Halife Ömer bin Abdülaziz’in Çocuklarına Tavrı
Zühd ve adalet timsali Halife Ömer bin Abdülaziz’in, evlatlarına karşı örnek alınacak muamelesi…
Hulefâ-yı Râşidîn’den sonra beşinci râşid halîfe olarak kabûl edilen; ilim, irfan ve takvânın zirvesine çıkan ve İslâm tarihine iki buçuk senelik hilâfeti ile en şerefli imzalardan birini atan Ömer bin Abdülaziz’in, halîfe olduğu günden itibâren çocuklarına karşı muâmelesi de değişmişti.
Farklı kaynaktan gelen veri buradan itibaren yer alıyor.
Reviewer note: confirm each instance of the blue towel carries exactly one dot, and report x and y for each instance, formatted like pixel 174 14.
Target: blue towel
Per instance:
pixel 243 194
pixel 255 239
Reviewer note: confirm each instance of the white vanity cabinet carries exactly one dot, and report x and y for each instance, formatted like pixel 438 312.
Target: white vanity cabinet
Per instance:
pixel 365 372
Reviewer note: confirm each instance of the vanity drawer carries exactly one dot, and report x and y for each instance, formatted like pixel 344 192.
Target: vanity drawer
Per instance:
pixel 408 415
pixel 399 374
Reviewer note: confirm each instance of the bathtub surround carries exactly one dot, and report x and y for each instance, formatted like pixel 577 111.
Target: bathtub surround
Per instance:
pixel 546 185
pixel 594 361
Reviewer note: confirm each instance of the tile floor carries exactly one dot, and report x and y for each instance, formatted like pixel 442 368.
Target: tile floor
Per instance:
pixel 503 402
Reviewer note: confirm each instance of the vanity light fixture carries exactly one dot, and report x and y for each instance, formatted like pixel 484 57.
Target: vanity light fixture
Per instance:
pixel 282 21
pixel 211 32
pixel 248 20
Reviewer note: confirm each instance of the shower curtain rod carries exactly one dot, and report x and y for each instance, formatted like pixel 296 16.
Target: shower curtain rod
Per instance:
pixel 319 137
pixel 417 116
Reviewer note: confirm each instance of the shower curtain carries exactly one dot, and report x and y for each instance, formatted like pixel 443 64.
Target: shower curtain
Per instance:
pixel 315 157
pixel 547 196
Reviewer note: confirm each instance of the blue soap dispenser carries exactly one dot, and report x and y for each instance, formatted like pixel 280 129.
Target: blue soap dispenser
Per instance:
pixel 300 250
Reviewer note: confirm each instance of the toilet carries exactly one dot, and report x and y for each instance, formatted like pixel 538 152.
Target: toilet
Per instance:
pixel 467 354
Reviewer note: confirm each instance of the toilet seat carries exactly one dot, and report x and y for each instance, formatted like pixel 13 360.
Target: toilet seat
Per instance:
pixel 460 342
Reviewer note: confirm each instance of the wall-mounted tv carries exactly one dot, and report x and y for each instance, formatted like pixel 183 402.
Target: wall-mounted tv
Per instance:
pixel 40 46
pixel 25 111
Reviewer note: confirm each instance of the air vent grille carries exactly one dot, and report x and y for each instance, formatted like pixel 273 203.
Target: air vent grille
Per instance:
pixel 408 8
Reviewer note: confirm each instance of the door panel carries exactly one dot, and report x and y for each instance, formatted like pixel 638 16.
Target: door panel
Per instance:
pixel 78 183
HİLÂFETLE DEĞİŞEN BİR BABA: ÖMER BİN ABDÜLAZİZ’İN EVLATLARINA ÖRNEK MUAMELESİ
Hilâfete geçtiği gün, halk büyük kalabalıklar hâlinde Ömer bin Abdülaziz’e biat ederken izdiham sebebiyle oğlu Abdülmelik’in elbisesi yırtılmıştı. Bunu gören Ömer, oğluna:
“–Evlâdım, git elbiseni diktir. Zira bugünden itibâren belki bu elbiseden başka bir elbise bulamayacak ve buna muhtaç olacaksın!” demişti.
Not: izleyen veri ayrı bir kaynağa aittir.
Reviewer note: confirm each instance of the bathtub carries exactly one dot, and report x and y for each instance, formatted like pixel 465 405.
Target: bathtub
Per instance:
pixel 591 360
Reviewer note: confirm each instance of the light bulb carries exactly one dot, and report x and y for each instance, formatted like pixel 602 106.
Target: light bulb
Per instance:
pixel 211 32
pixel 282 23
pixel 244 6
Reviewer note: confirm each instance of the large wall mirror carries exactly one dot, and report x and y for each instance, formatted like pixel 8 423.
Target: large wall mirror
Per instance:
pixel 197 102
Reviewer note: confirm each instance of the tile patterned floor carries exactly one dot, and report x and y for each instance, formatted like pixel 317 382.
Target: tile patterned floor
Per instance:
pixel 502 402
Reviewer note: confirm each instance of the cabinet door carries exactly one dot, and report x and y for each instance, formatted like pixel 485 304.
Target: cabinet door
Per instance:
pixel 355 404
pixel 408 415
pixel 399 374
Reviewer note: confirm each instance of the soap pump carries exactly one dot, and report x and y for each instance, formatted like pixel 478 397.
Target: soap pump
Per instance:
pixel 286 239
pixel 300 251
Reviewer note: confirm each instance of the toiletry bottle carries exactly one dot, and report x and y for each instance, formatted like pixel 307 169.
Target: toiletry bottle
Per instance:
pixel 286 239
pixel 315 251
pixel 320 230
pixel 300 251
Ömer bin Abdülaziz, her gece kızlarına uğrar, hâl ve hatırlarını sorduktan sonra uyumaya giderdi. Bir gece yine onlara uğramıştı. Babalarının geldiğini duyan kızları, elleriyle ağızlarını kapatarak kapıyı açtılar. Ömer, yanlarında bulunan mürebbiyelerine, niçin böyle yaptıklarını sorunca, o:
“–Yanlarında mercimek ve soğandan başka yiyecek bir şey yoktu. Soğan kokusu sizi rahatsız etmesin diye ağızlarını kapatıyorlar.” dedi. Onların bu zühd, edep ve hassâsiyeti karşısında Ömer bin Abdülazîz’in gözleri yaşardı ve kızlarına:
“–Kızlarım! Sizin çeşitli ve güzel yemeklerle dünya nîmetlerine tâlip olmanız, babanız için bir âhiret vebâli olabilirdi.” dedi.
Yine Ömer bin Abdülazîz hasta yatağında iken yakınları:
“−Senden sonra evlâtlarına, âilene Beytülmâl’den bir şeyler vasiyet et!” dediklerinde o:
“−Çocuklarım ya sâlih veya şerli kimseler olacaktır. Sâlih olurlarsa onların böyle bir şeye ihtiyâcı yoktur. Şâyet şerli olacaklarsa, zâten benim onlara bir şey bırakmam îcâb etmez. Her iki hâlde de buna lüzum görmüyorum.” demiştir.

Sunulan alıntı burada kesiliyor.